Skip to content
This repository

Track changes through the history of PHP projects

branch: master

Fixed: Docs.

latest commit 4a292889c8
Tobias Schlitt tobyS authored
README.md

ChangeTrack

image

image

Stories in Ready

The Qafoo ChangeTrack tool allows you to track changes in classes and methods throughout the history of a PHP project. One application for this analysis is to detect artifacts that are changed most frequently and especially most frequently due to bugs.

Quick Start

To get started, download a recent release PHAR.

To create the base analysis file (changes by methods) try:

$ php changetrack.phar analyze -o analysis.xml -p https://github.com/Qafoo/changetrack.git

This will analyze the history of ChangeTrack itself, store the resulting XML in analysis.xml and display its progress to you.

On that basis, you can analyze bugfix/feature frequencies per method using:

$ php changetrack.phar calculate analysis.xml > label-frequency.xml

This will use the standard regex label-provider to assign change labels and calculate the frequency for each method.

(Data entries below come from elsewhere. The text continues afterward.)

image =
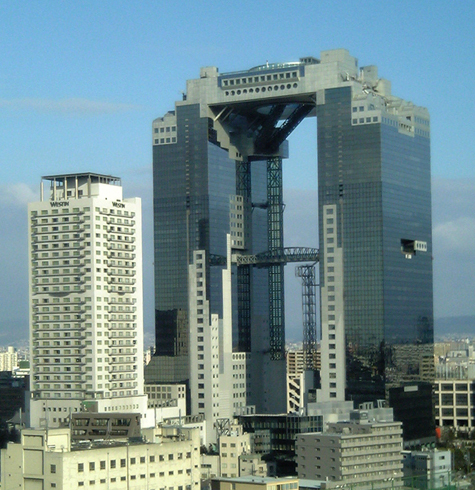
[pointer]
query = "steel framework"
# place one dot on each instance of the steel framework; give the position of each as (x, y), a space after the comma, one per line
(309, 310)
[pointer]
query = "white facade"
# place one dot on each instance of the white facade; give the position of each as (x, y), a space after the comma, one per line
(428, 469)
(454, 403)
(361, 454)
(46, 459)
(86, 310)
(219, 382)
(231, 446)
(8, 359)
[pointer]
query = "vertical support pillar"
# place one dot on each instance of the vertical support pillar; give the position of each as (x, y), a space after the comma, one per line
(243, 188)
(275, 240)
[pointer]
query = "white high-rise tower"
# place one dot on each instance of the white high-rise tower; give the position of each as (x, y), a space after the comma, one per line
(86, 312)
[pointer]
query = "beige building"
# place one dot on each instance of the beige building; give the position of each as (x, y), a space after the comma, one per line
(46, 459)
(231, 446)
(360, 453)
(454, 403)
(8, 359)
(166, 395)
(255, 483)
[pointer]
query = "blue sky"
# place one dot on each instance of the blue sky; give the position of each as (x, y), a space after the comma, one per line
(81, 82)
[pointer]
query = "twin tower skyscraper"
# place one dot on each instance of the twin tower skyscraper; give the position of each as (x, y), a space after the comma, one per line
(220, 250)
(219, 234)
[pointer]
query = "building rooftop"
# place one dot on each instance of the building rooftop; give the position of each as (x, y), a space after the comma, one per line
(101, 178)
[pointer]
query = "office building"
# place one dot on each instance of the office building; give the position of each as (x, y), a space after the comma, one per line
(363, 453)
(86, 326)
(255, 483)
(274, 436)
(9, 359)
(47, 458)
(431, 468)
(218, 171)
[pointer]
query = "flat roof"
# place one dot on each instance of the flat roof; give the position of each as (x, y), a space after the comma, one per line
(94, 176)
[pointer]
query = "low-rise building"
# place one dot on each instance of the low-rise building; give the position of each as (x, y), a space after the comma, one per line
(364, 452)
(47, 459)
(427, 469)
(255, 483)
(231, 446)
(455, 403)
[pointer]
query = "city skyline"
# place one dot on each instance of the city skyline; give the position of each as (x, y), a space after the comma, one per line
(78, 119)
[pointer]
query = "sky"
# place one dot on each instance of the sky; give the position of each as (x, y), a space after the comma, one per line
(81, 82)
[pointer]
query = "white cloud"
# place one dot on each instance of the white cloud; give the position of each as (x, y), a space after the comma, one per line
(457, 235)
(71, 106)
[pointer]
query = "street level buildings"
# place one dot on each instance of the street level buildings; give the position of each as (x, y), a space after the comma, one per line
(86, 326)
(47, 458)
(364, 453)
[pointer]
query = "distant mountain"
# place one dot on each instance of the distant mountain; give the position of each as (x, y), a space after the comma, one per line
(454, 326)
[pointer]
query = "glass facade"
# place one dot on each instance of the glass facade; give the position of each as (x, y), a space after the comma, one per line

Also on basis of the analysis.xml you can calculate frequent item sets among method changes, using:

$ php changetrack.phar frequent-item-sets -s 0.05 analysis.xml > fis.xml

That yields you a fis.xml with methods that are commonly changed together in 5% or more commits.

Please refer to the following sections for a deeper insight and to the commandline help commands.

Introduction

The analysis is performed in multiples steps. Currently supported are:

  1. Analyze which classes/methods are affected by a revision.
  2. Analyze which classes/methods are most frequently affected by changes.
  3. Analyze which methods are commonly edited together.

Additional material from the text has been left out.